Keynes defined a special crossing point of AS and AD. Normal crossing points are below full employment, but as output increases, there is a special crossing point of AS and AD that defines effective demand. It is the point where profit expectations decline. Say’s law would say that you only need to keep producing more or employing more factors in order to keep raising AD. But Keynes said no… there comes a point where more employment of labor and capital is resisted by firms due to falling expectations of profits.
My definition of effective demand agrees with Keynes’ in that there is a limit imposed by labor’s share of output upon utilization of labor and capital. I may not have the perfect equation yet, but past data shows that the economy will reach effective demand and then stop. There have been many ways that the economy reached effective demand, and in each different case, the result was the same, the utilization of labor and capital stops increasing.
Mike Sax,
The effective demand definition that I use says… if the composite utilization of labor and capital rises above an effective level of labor’s share of output, firms lose profits and contract. In essence, there isn’t enough relative labor share demand to support higher utilization of labor and capital for increased output.
If you have miners dig up money from the ground, you are increasing labor’s share and raising effective demand. But if you try to increase output by employing more labor and capital at the current rate of labor’s share, you simply crowd out profits of other firms.

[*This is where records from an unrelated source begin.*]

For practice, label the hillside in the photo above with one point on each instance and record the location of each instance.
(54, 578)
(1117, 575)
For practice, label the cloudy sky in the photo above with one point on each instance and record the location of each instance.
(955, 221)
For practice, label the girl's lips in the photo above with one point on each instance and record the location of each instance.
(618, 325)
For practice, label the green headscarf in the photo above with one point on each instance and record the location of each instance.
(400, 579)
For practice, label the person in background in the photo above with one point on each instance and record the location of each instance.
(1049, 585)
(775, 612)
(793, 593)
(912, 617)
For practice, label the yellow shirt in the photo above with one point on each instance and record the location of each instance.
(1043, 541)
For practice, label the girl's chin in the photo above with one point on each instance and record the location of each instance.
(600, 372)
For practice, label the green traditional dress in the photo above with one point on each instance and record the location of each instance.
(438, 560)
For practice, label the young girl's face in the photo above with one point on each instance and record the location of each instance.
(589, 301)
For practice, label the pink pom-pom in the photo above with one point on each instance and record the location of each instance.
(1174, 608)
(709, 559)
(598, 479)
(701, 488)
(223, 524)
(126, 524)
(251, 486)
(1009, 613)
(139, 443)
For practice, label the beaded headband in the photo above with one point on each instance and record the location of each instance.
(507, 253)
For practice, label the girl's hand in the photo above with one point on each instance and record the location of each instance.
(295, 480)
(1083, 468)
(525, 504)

A tighter labor market will increase labor share. Normally as labor share rises at full employment, effective demand begins to rise… but this is a signal that profit rates are declining as Keynes noted in his definition of effective demand. Thus, firms start to back off and desire to employ less labor and capital in an attempt to raise profits back up. The normal result is a contraction/recession.
Firms themselves are crowding each other out for profits at the effective demand limit. When real GDP is below the effective demand limit, firms do not crowd each other out. You will see in 2014 the competitive nature of firms to grab profit share.
Past data show that it is common for labor share or effective demand to rise before a contraction. So if a jobs stimulus program creates a tighter labor market when real GDP is close to the effective demand limit, a situation is created that simulates a normal beginning to a recession.
Fred,
I had the average investor in mind when I wrote that.